As you know, large language models can be understood as simulators or more simply as models predicting what token would plausibly appear next after a first sequence of token.
As a consequence, when you ask a LLM to simulate extreme opinions of an AI, it converges very quickly towards “we should eradicate humans” (https://twitter.com/Simeon_Cps/status/1599470463578968064?s=20&t=rj2357Vof9sOLnIma6ZzIA). Other instances of that were observed on other language models.
As a consequence, is it plausible that some very powerful simulators would actually try to take over the world? Write a very detailed plan to take over the world?
It seems to me that yes. More worryingly, if LLMs trained with RL keep their “simulator” aspect, it could be quite natural for an LLM with agentic property to behave still a bit as a simulator while having the capacity to operate in the real-world. And thus it would make a scenario where a simulator literally tries to take over the world because it was asked to do what an evil AGI would do more likely.
And if it’s true, do you think that it’s a consideration to have in mind or that it’s in practice irrelevant?
Well, yes, if you as much as tease at the concept of AGI, simulators will frequently start blathering about taking over the world.
Example:
As for whether this sort of storytelling is at all likely to actually lead to the world being taken over, well, it depends on how difficult the world is to take over, how smart simulators are going to get before the world is taken over in some other way, and what else if anything the model has been optimized for other than generic language prediction.

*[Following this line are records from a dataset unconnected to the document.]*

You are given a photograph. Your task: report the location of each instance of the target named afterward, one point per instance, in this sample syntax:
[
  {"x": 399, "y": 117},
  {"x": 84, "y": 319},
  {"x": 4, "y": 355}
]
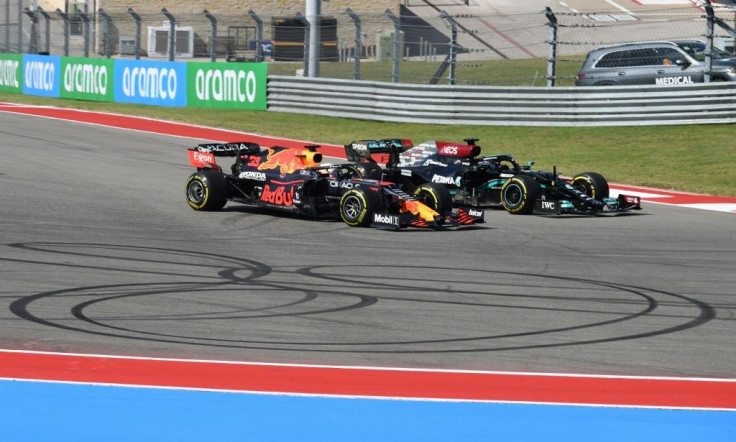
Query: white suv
[{"x": 662, "y": 63}]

Language models trained with purely self-supervised learning have several properties, I think, that make it rather more unlikely/difficult for them to take over the world autonomously, even if they’re in many measures superhuman and can tell excellent and realistic stories about doing so, e.g. lack of calibration. But a sufficiently smart LLM can calibrate itself at runtime, manage or externalize its memory of it has limited context, etc. (Also, relatedly, most stories aren’t intended to be realistic plans/action-sequences, but for LLMs it suffices that it’s imaginable that one could be.) I certainly think it’s possible in principle for an LLM story about taking over the world to lead to the actual taking over of the world.